Se numa perspetiva mais criativa e alargada olharmos para tudo o que mexe com a nossa identidade, vemos um mar de oportunidades à espreita que todos nós podemos e devemos defender, valorizar e promover com retorno de valor económico que tanta falta nos faz.
Tratemos primeiro bem de nós em Portugal para depois tratarmos dos “outros”, arrumando a casa, valorizando o que é nosso, e depois exportarmos esse valor. Temos de vender primeiro Portugal ao nosso país, ao invés de vender primeiro a China, Índia, Dubai, Espanha, França, Alemanha, seja numa peça cerâmica ou na arquitetura.
Sou adepta fervorosa e praticante da globalização e do encontro e intercâmbio de culturas, experiências e produtos, mas queiramos primeiro para Portugal o que valoriza e melhora a nossa vivência e a experiência de quem nos visita sem deixarmos de ser o que somos, portugueses. Só nestes 92.152Km2 de território poderemos ser portugueses em pleno, garantamos que assim é.
Por outro lado, se é verdade que precisamos do passado para entender o presente e o futuro, não nos deixemos ficar presos à história se ela hipotecar a capacidade de sonhar com esse futuro e de fazermos melhor do que fizemos até agora.

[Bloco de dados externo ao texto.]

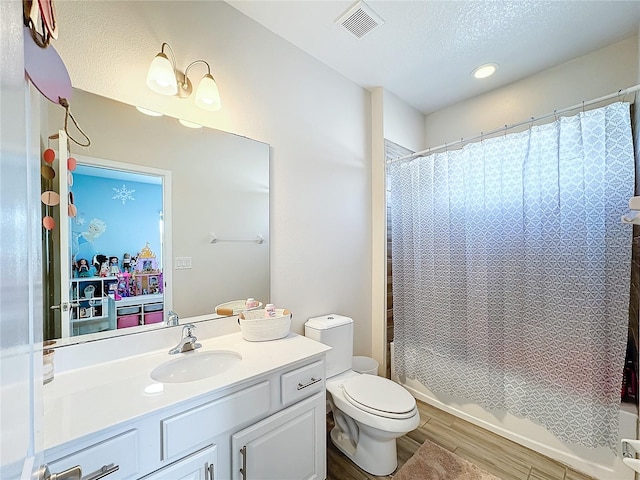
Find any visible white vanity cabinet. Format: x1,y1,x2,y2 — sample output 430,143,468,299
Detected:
231,393,326,480
143,445,222,480
45,340,326,480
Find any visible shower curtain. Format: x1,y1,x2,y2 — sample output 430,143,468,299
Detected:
388,103,634,448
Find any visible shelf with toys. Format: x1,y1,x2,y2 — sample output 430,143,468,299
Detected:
70,276,118,335
70,244,164,335
109,244,164,328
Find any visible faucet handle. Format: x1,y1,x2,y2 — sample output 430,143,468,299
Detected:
182,323,196,337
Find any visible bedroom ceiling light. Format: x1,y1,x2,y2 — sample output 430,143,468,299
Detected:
178,118,202,128
147,43,221,111
471,63,498,78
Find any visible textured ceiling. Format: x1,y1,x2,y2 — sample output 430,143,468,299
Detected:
227,0,640,113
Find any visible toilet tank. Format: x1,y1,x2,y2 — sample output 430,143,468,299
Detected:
304,314,353,378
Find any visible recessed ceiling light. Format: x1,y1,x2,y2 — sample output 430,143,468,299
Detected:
471,63,498,78
136,106,162,117
178,118,202,128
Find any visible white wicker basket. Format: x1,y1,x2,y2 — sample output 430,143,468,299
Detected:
238,309,291,342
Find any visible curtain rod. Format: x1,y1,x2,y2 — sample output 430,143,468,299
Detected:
387,84,640,164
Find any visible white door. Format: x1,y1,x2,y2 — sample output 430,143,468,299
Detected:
231,392,326,480
0,1,42,480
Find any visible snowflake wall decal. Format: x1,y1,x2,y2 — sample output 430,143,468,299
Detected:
111,183,135,205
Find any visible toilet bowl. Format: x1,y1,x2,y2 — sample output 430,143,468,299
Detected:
305,315,420,476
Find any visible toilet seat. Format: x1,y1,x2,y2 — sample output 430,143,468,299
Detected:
342,375,416,419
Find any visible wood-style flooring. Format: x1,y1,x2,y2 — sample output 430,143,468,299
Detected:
327,401,594,480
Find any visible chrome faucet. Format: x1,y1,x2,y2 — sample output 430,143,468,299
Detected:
169,324,202,355
165,310,180,326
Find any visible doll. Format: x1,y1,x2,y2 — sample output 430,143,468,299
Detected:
109,257,120,276
91,253,109,276
77,258,89,277
122,253,131,273
100,262,109,277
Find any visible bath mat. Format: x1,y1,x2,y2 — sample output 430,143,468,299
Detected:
393,440,500,480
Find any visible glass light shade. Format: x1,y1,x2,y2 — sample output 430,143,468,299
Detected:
147,53,178,95
196,73,220,111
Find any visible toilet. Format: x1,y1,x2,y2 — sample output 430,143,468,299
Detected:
304,314,420,476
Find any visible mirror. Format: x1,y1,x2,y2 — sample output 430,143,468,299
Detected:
41,89,269,344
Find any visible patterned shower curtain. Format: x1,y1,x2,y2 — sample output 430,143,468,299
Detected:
388,103,634,448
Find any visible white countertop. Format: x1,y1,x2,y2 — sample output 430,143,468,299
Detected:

Falemos então do que também é da dimensão cultural e que nos une a todos: de Território, de Natureza, de Mar, de Gastronomia, de Arte, de Design, de Património, até de Indústria, e no meio de tudo isto, falemos também de Legado.

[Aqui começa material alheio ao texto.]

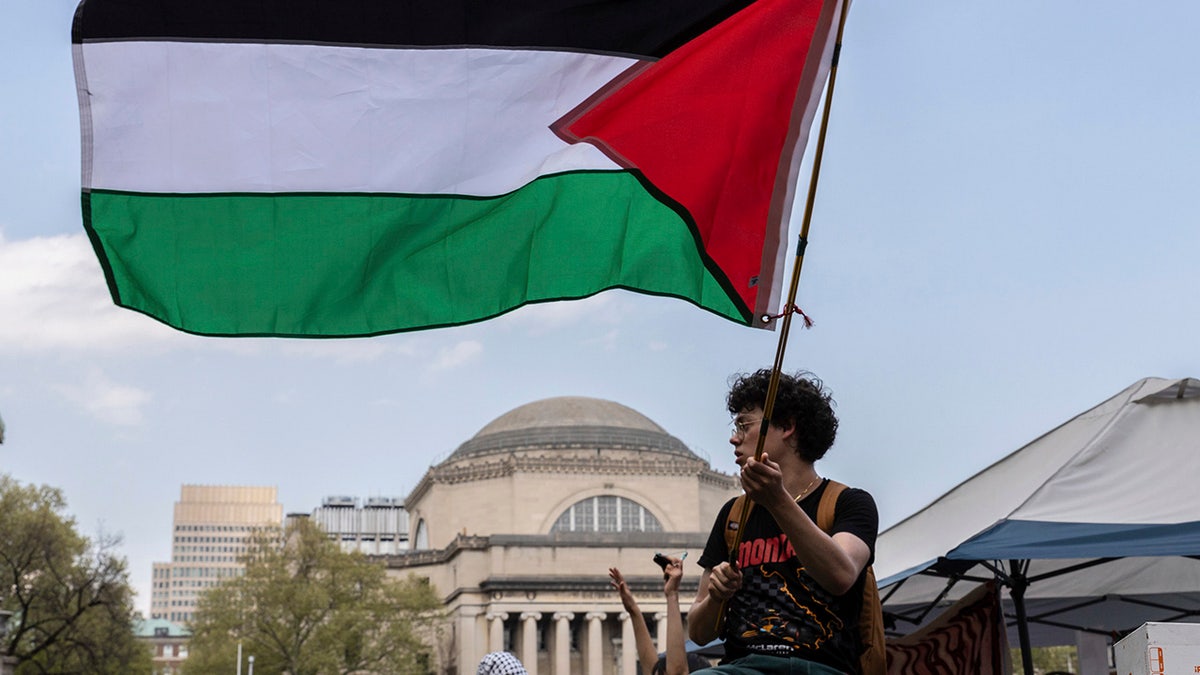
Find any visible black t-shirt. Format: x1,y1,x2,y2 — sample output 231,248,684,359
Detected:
700,480,880,673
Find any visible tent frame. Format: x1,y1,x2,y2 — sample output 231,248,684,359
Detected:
881,555,1200,675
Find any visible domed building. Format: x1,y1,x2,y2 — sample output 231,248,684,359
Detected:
388,396,739,675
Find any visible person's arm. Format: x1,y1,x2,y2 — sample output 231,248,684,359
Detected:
662,557,688,675
608,567,659,675
742,453,871,588
688,562,742,645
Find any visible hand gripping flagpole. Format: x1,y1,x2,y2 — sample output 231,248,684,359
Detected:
716,0,850,632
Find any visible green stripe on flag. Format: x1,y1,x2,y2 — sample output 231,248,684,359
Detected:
85,172,746,336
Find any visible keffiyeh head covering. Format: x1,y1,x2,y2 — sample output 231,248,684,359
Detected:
475,651,527,675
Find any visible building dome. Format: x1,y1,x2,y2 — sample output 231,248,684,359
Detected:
448,396,697,461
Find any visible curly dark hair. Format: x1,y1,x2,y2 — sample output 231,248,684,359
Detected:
725,369,838,464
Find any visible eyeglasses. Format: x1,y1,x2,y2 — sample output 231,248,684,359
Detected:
730,417,762,438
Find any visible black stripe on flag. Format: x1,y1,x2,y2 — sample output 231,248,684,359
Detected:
72,0,752,59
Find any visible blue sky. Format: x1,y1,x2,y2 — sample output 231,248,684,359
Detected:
0,0,1200,608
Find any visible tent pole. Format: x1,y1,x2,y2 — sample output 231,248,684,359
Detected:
1008,560,1033,675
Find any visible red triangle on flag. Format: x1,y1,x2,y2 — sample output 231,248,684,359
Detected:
554,0,839,316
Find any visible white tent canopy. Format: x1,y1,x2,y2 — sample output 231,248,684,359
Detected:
875,378,1200,644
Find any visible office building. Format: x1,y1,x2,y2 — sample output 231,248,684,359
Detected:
150,485,283,623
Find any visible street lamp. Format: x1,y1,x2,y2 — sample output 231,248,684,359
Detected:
0,607,16,675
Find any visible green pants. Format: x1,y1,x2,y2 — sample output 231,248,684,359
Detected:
692,655,844,675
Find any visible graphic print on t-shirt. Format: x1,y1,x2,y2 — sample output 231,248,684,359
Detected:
726,534,844,655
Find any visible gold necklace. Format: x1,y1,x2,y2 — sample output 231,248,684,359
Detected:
796,476,821,501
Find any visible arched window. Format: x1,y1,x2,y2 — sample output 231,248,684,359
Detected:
550,495,662,532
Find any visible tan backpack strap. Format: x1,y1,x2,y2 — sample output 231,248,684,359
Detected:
725,495,746,561
817,479,846,534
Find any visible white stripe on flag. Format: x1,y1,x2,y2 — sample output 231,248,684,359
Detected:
83,42,636,196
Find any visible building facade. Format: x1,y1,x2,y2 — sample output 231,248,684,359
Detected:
386,398,739,675
150,485,283,623
133,619,192,675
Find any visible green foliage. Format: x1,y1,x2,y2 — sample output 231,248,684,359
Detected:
0,474,151,675
184,520,442,675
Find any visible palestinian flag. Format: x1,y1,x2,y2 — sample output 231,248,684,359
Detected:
73,0,840,336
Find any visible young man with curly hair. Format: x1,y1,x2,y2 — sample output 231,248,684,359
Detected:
688,370,878,675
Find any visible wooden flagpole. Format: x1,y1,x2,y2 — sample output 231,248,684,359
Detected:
716,0,850,632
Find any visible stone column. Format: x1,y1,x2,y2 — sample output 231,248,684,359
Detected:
587,611,607,675
457,607,480,673
475,611,509,653
521,611,541,675
553,611,575,675
620,611,637,675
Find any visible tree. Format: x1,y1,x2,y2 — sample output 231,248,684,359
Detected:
0,474,151,675
184,519,442,675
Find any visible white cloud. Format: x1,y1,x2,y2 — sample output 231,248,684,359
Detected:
55,370,152,426
282,335,418,365
0,234,185,351
430,340,484,370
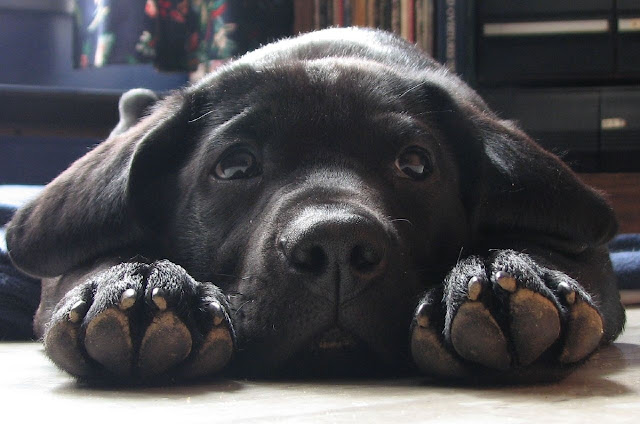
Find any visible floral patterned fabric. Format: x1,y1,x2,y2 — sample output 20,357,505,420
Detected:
75,0,293,71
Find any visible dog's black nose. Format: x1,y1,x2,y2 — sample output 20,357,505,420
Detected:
279,206,389,301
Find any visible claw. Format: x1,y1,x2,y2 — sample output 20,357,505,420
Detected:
416,303,429,328
118,289,136,311
467,277,484,300
558,282,576,305
493,271,517,293
151,287,167,311
69,300,89,324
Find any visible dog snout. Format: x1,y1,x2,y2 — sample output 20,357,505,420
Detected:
279,206,390,301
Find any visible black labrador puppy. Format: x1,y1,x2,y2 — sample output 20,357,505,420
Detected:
7,29,624,380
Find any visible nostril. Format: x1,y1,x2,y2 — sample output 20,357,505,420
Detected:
349,245,382,273
290,245,327,273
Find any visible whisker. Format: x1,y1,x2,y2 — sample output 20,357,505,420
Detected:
188,109,215,124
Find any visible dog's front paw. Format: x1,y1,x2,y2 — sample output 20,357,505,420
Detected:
411,250,603,377
44,261,233,380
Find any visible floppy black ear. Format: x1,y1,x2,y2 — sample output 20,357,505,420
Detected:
6,92,189,277
431,82,618,253
473,112,618,253
109,88,158,137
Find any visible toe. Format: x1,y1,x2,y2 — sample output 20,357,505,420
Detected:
411,304,467,378
182,301,233,377
138,311,192,377
559,300,603,363
509,289,560,365
84,308,133,376
451,301,511,370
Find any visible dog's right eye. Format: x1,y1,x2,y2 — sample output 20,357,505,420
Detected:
213,149,260,180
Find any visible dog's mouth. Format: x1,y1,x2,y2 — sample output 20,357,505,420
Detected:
306,327,362,356
283,327,392,378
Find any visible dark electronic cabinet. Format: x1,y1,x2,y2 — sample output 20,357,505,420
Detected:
475,0,640,172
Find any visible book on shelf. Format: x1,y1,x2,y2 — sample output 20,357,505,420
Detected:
294,0,439,55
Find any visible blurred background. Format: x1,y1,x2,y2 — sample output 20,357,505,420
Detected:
0,0,640,184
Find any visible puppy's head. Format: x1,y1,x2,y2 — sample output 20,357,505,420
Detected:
8,30,615,373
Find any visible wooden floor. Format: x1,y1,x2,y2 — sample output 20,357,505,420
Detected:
0,308,640,424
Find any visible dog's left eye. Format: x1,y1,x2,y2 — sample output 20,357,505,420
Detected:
396,146,433,180
213,149,260,180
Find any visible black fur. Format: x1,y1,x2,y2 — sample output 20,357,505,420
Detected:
7,29,624,378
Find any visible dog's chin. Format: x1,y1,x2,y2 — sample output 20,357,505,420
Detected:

Falemos de juventude e de senioridade, de emprego e de voluntariado. Falemos de empreendedores declarados e dos que toda a vida o foram e nem sabem que o são. Falemos de artesãos e gestores. Juntemos os inconformados e os resignados. Por fim, desenhemos uma estratégia com criatividade, sentido de interligação e missão, e avancemos.
Passemos a uma abordagem de manutenção dos conteúdos de qualidade meritória apostando na simplificação da forma, com maior capacidade de mobilização rápida e por isso que mais ativamente promova o encontro diário das mais variadas expressões culturais e artísticas com os cidadãos, onde eles estão, nas suas cidades e freguesias.

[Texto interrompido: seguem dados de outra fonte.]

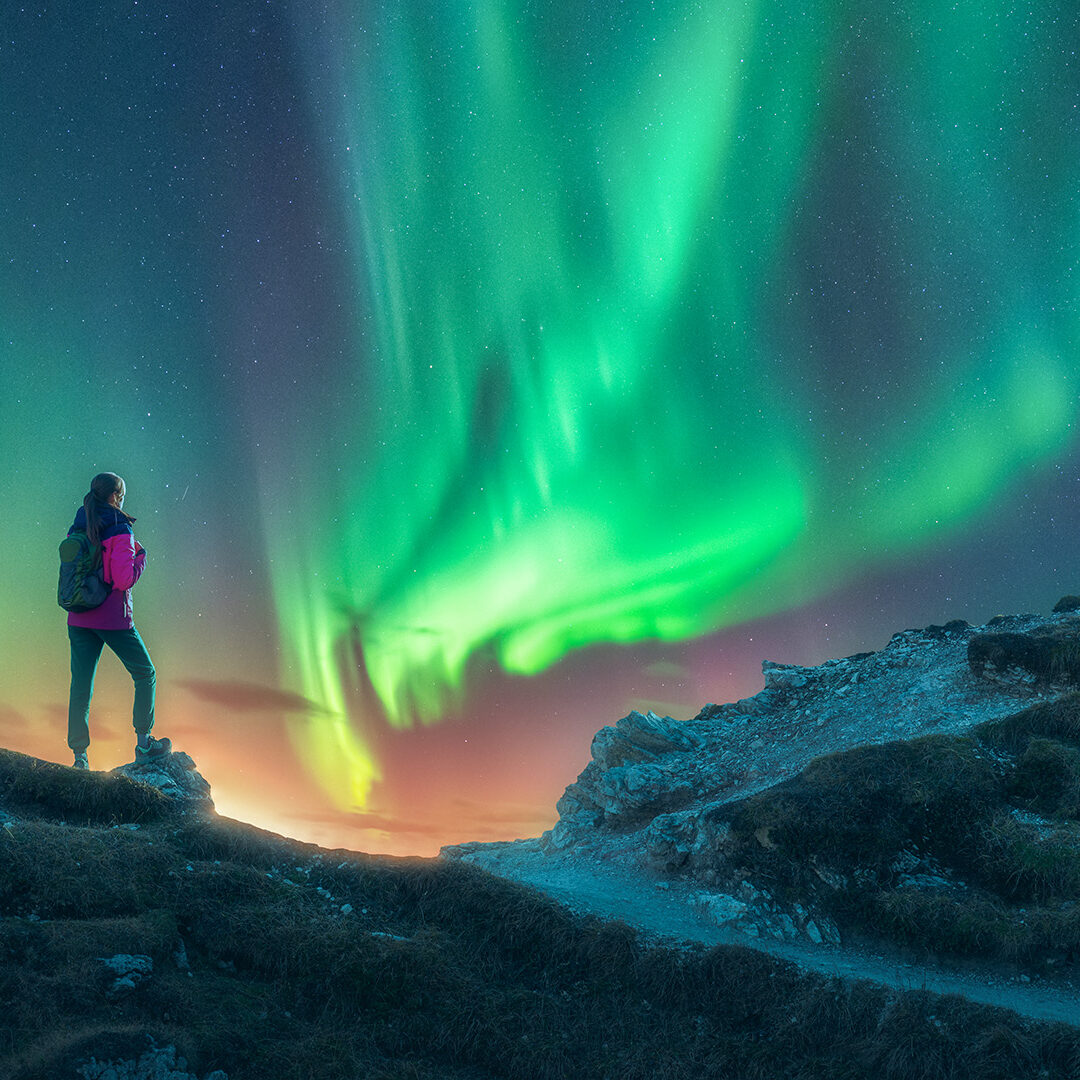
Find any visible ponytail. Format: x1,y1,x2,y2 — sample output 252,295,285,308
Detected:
82,473,135,544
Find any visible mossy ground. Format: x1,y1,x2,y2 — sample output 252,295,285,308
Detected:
721,693,1080,974
0,751,1080,1080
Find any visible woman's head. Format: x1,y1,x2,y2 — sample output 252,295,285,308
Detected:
87,473,125,507
82,473,135,543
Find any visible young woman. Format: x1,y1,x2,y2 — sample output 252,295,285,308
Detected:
68,473,172,769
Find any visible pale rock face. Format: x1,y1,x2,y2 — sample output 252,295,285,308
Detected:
447,611,1080,944
112,751,214,811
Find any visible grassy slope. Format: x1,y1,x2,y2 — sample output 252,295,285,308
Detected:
0,756,1080,1080
718,693,1080,976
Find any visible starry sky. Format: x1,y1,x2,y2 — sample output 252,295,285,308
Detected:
0,0,1080,854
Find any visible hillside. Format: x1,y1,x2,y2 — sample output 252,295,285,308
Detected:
446,598,1080,1026
0,612,1080,1080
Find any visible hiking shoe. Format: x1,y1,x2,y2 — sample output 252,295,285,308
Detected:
135,735,173,761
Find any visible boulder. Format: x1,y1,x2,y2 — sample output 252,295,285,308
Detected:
112,751,214,811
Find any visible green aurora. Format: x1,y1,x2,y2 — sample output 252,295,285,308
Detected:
0,0,1080,836
263,0,1080,806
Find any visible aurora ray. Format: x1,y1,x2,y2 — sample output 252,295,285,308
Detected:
267,0,1080,806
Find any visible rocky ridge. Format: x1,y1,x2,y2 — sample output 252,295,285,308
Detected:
443,602,1080,946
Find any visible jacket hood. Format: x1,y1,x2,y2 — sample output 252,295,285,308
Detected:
68,502,132,540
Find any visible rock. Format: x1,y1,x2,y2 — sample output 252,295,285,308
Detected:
102,953,153,1001
112,751,214,811
761,660,811,690
592,711,701,770
75,1037,229,1080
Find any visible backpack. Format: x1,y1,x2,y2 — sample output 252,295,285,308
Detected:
56,529,112,612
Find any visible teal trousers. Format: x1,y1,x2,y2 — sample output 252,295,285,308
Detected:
68,626,157,754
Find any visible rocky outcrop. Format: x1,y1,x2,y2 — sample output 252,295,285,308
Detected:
445,605,1080,944
75,1037,229,1080
112,751,214,812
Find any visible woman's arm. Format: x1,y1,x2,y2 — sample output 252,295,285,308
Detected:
102,531,146,592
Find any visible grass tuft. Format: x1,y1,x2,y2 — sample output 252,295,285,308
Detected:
0,750,172,824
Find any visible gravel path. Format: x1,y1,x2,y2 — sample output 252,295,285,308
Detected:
462,840,1080,1027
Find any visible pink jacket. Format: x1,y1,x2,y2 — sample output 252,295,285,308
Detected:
68,509,146,630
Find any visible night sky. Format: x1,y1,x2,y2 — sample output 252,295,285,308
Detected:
0,0,1080,854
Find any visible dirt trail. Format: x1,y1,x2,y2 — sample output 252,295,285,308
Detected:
463,841,1080,1027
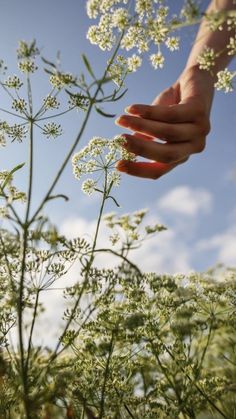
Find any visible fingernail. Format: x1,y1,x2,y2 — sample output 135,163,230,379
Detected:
115,161,127,172
125,105,139,115
115,116,128,127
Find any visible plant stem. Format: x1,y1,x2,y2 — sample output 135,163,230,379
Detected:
30,32,124,224
17,120,33,419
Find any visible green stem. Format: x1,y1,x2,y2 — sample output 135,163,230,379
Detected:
98,330,114,419
30,32,124,224
25,289,40,371
17,120,33,419
49,171,107,362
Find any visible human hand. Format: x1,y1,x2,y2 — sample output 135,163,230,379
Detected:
116,66,214,179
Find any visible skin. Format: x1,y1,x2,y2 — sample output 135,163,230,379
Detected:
116,0,236,179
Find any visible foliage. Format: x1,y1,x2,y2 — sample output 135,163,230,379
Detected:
0,0,236,419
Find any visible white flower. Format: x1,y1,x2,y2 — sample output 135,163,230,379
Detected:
150,52,165,69
197,47,217,70
215,68,236,93
127,54,142,72
165,36,179,51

Atualmente a cultura é para a maioria de nós vivida a espaços largos. Por falta de tempo, porque fica para depois de tudo o resto, por desinteresse, por falta de oportunidade, por incapacidade financeira, mas creio que também pelo desencontro da própria cultura face ao que é o dia a dia dos cidadãos. Essa vida de trabalho que nos rouba o tempo quase todo e que no caso português nem nos tem trazido os louros que merecemos.
É tempo de a cultura sair mais à rua e ir ao encontro dos portugueses, tempo para que deixe de ser estática ou estatal para ser móvel e presente no dia a dia de todos nós. Que seja nossa de verdade. Que dê prioridade aos temas do futuro e não aos do passado. Que faça a diferença pela sua qualidade e verdadeira missão e que não dependa tanto do lugar onde é apresentada para vingar.
Façamos exposições nas praças e nos jardins destratados, concertos e teatros nos coretos abandonados, abramos as portas e janelas do património encerrado, cantemos e toquemos nas ruas sujas e cafés dos bairros. Alegremos assim a vida dos cidadãos e de quem nos visita e passemos conhecimento a quem por qualquer motivo não se encontra com ele.
Lutemos por uma cultura de qualidade, mais móvel e acessível e talvez estejamos mais próximos da plenitude da democracia cultural.
Porque a cultura deve chegar-nos leve e ter o efeito de um copo de água fresca num dia de muito calor. Deve ser vivida todos os dias e inspirar o nosso futuro coletivo mais do que o nosso futuro individual.
Se assim for serve-nos mais. Muito mais.